「なるほどな。それで妙な蛇やら、大蛇やら出てきたってわけか」
「兄貴、謎の古代人なら、呪いも摩訶不思議な事とかも、起こりそうだもんな」
「やっぱ遺跡って、オバケより怖いところだったんだなぁ」

 盗賊兄弟の中で、一番若い彼がそう言った。どこか尊敬するような目をノエルへと向けて、「でもさ」と言葉を続ける。

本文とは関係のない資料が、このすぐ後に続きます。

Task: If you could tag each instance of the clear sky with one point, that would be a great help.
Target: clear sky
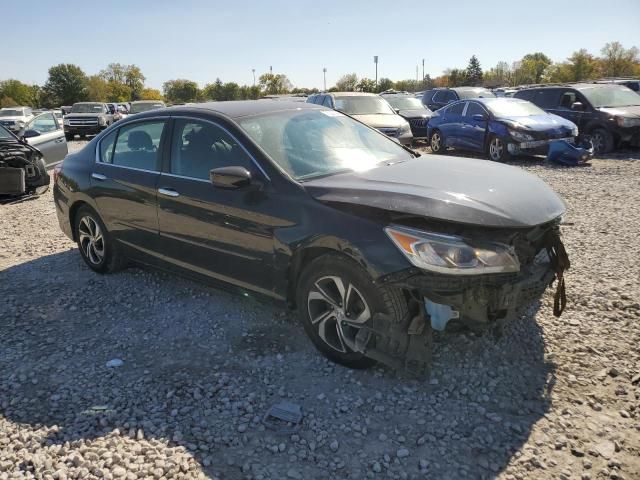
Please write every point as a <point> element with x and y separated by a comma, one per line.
<point>202,40</point>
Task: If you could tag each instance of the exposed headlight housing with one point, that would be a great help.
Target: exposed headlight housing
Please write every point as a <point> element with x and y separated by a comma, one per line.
<point>451,255</point>
<point>520,136</point>
<point>627,122</point>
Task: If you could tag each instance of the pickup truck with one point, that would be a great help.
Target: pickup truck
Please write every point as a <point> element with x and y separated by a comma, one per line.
<point>86,118</point>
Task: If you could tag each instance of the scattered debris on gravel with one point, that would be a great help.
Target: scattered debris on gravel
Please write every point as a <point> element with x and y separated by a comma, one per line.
<point>198,369</point>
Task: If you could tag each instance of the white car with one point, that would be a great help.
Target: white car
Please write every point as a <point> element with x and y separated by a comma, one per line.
<point>15,118</point>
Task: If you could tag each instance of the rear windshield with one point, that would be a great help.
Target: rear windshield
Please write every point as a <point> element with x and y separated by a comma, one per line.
<point>362,105</point>
<point>513,108</point>
<point>611,96</point>
<point>87,108</point>
<point>10,113</point>
<point>145,107</point>
<point>480,93</point>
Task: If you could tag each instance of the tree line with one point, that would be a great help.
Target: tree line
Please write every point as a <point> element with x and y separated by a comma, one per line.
<point>68,83</point>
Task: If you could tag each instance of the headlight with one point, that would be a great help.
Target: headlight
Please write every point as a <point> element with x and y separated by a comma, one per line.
<point>452,255</point>
<point>628,122</point>
<point>520,136</point>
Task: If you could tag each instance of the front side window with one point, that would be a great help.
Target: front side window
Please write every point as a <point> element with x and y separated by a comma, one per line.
<point>44,123</point>
<point>314,143</point>
<point>138,144</point>
<point>198,147</point>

「俺、ちっちゃい時に、動物と喋ってみたいなぁって思ってたんだよなぁ」
「それすげぇ分かる」
「ロマンがあるよな」

 ベックと次男が、気持ちは同じであると三男に相槌を打った。ノエルが『頼むから、真っ直ぐキラキラと見てくんなよ……』と口許を引き攣らせると、当初の困惑をどこへやったのか、彼らが「やっぱり狼が喋ってる!」と楽しげに騒いだ。

 ユリシスは、表情筋がないような生真面目な表情を貫いて、最後の仕上げにかかって口を開いた。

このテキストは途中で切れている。